Please use the New Clients search function to see which of our providers might be contracted with your insurance plan. Please know you can often still use out-of-network benefits.
An important step in determining your insurance benefits and ensuring your insurance benefits will actually be applied to your visits is calling your insurance company to clarify what services are covered and, in some situations, what must be done to activate the benefits. This checklist can help you find out what your benefits are, what services your insurance covers, and other important information. PLEASE NOTE: You may not require all of the services listed here, depending on your personalized treatment plan. Also, there is no guarantee that your particular insurance plan will cover any or all of these services. Your insurance may or may not use co-pays, co-insurance, deductibles, etc. We list many choices so the checklist works for everyone. (Take what you need, and leave the rest!)
Information you may be asked for
Your health insurance ID#: ____________________________________________
Your group number: ____________________________________________
Policy holder’s name: _______________________________________________________ (the family member from whom you get your insurance, if applicable)
Dependent’s name: _______________________________________________________ (if the person needing services is not the policy holder)
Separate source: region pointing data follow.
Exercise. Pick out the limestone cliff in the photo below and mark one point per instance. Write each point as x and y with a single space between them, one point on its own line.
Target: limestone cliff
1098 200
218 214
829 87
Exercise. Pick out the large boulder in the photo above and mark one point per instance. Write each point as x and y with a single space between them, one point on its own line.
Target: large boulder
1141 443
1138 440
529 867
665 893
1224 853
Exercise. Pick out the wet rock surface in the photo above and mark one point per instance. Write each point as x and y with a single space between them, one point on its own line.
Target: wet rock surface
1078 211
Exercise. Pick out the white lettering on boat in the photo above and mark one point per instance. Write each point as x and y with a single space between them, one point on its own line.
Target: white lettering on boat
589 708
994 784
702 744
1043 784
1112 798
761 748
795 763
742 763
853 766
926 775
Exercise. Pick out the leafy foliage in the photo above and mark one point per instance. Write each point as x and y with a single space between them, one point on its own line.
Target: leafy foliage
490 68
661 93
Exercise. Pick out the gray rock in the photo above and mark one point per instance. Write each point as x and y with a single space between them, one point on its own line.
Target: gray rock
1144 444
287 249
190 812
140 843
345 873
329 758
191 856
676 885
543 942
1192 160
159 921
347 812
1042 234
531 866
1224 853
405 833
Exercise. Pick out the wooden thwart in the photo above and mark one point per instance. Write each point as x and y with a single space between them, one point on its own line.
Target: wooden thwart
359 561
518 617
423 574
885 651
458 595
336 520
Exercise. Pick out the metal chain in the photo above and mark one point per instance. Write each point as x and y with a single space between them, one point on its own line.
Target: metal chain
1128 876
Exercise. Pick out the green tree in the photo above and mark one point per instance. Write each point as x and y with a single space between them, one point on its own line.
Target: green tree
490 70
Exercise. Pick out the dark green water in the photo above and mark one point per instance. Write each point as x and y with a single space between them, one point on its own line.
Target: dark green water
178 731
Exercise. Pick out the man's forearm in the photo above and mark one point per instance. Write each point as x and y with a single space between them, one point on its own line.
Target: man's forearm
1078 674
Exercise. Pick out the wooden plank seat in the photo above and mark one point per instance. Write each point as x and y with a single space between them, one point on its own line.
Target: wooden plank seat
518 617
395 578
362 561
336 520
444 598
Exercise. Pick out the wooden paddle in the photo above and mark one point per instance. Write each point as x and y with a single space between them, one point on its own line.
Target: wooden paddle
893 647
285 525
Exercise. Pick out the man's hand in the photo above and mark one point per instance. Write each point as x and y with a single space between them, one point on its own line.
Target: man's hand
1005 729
Questions to ask your insurance company:
- What services does my insurance cover?
- Psychological testing and assessment
- Neuropsychological assessment
- Individual psychotherapy
- Group psychotherapy
- Family or Couples psychotherapy
- Psychiatry/Medication management
- Nutritional Counseling (with Registered Dieticians)
- Complementary/Alternative medicine (visits with licensed massage therapists, acupuncturists, chiropractors, naturopathic physicians)
- Intensive programs (Intensive Outpatient Program or Partial Hospitalization Program)
- Residential Treatment
- Is this mental health provider “in network” for my insurance?
- If not, will my insurance still pay for services?
- Do I have out-of-network benefits for this service?
- Will my co-pays, deductibles, or number of visits change if I use my out-of-network benefits with this provider?
Questions to ask about the services that ARE covered by your insurance
- How many sessions and/or hours are covered for each service?
- What is the co-pay for each visit/service?
- What is the co-insurance for each visit/service?
- What is the deductible for each visit/service?
- Do I need prior authorization for any of these services?
- If so: What are your criteria for authorizing the treatment or service?
- If pre-authorization is required, who provides it (this provider, another provider, or me)
- What information and documentation do you need me to provide?
- What information and documentation do you need the provider to provide?
- What else do I need to know to get coverage for the treatment services I/my family member need?